Thanks to Fannie Mae, your lender doesn't have to wait 30 years until you pay off your mortgage so that it can make a new loan to another family. Instead, your lender can sell your loan to Fannie Mae, make some money on the loan, and then loan someone else in your community money for a home.

Fannie Mae makes money because it can borrow at the best possible rate, a better rate than you get on your mortgage. Fannie Mae buys your mortgage for a lower rate than the lender is charging you, then holds your mortgage (or maybe even sells it again) until you pay it off.

In the meantime, you keep right on paying your local lender, just as you have always done.
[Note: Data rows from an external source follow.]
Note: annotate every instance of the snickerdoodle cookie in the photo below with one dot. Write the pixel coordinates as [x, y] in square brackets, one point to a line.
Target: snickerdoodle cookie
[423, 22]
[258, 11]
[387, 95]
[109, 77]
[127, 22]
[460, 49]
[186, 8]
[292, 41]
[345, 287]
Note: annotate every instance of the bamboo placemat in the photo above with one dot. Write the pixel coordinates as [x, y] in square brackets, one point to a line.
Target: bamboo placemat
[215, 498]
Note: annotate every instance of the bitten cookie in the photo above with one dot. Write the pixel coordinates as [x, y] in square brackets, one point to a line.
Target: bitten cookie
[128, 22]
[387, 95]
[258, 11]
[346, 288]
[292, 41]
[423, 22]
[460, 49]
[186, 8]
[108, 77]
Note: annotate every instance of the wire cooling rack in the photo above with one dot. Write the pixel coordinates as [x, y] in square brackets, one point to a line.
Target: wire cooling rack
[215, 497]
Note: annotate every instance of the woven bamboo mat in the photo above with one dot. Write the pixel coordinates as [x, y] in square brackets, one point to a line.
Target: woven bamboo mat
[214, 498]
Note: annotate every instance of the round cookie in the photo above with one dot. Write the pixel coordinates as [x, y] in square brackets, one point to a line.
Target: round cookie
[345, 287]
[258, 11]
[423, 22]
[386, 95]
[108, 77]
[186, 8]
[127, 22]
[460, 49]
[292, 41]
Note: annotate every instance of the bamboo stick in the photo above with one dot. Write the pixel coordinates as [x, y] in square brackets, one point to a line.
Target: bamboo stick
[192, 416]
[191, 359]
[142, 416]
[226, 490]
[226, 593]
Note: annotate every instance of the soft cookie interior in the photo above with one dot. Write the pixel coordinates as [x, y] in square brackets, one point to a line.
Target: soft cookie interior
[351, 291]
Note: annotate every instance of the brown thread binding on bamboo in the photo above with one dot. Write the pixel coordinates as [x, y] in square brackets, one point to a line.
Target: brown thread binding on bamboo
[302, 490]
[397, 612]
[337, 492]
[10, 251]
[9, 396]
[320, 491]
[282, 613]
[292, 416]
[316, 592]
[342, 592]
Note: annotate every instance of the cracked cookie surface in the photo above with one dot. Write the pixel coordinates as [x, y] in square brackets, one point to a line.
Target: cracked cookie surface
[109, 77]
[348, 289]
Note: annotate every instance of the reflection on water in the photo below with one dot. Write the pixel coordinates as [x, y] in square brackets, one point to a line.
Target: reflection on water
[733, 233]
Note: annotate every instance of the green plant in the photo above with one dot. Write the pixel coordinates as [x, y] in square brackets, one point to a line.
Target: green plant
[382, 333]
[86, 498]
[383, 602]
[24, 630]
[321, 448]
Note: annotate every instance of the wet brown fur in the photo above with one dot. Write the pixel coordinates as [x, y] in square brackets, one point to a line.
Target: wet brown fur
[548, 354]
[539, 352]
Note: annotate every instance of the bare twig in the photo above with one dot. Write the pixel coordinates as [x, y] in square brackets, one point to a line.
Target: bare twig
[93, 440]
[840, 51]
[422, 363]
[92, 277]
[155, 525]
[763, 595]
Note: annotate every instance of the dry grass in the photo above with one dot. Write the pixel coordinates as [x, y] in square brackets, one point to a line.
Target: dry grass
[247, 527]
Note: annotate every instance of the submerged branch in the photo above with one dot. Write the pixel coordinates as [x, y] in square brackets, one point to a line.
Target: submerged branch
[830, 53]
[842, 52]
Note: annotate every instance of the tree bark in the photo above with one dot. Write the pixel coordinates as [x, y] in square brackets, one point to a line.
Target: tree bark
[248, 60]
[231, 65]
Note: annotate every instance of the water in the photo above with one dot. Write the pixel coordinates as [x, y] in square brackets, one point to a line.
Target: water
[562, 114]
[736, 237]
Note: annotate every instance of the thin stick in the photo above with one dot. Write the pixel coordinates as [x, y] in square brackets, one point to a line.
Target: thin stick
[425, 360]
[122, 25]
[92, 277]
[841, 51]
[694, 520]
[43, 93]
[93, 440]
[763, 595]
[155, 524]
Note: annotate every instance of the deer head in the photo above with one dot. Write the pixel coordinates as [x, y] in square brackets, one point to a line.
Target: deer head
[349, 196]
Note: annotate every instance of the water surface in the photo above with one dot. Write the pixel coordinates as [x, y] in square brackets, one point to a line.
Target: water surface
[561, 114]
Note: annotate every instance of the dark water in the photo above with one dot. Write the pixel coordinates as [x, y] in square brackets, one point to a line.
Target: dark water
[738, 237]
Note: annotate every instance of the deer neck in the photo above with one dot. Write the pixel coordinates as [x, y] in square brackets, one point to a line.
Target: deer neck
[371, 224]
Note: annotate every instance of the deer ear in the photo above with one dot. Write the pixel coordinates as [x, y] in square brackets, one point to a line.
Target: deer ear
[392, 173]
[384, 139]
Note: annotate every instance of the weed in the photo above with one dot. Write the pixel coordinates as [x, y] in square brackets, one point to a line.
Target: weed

Of course, Fannie Mae is the mega player in the mortgage paper world. It makes still more money by packaging up your loan with others and selling it in a bundle to investors, pension funds and other groups. Fannie Mae guarantees that the investors get their money, even if you default on your mortgage.

This is where Fannie's government relationship comes into play. If a vast number of people default at one time and overwhelm Fannie Mae, then she has a great ace-in-the-hole: Your tax dollars. The U.S. government has never explicitly guaranteed that if Fannie Mae failed, tax dollars would be used to prop up the corporation. But most people think that is what would happen.

Today, more than 70 percent of American families own their homes. Not a bad track record, even though Fannie Mae is often criticized as a titan that fights regulation and uses its own size and complexity to avoid close scrutiny.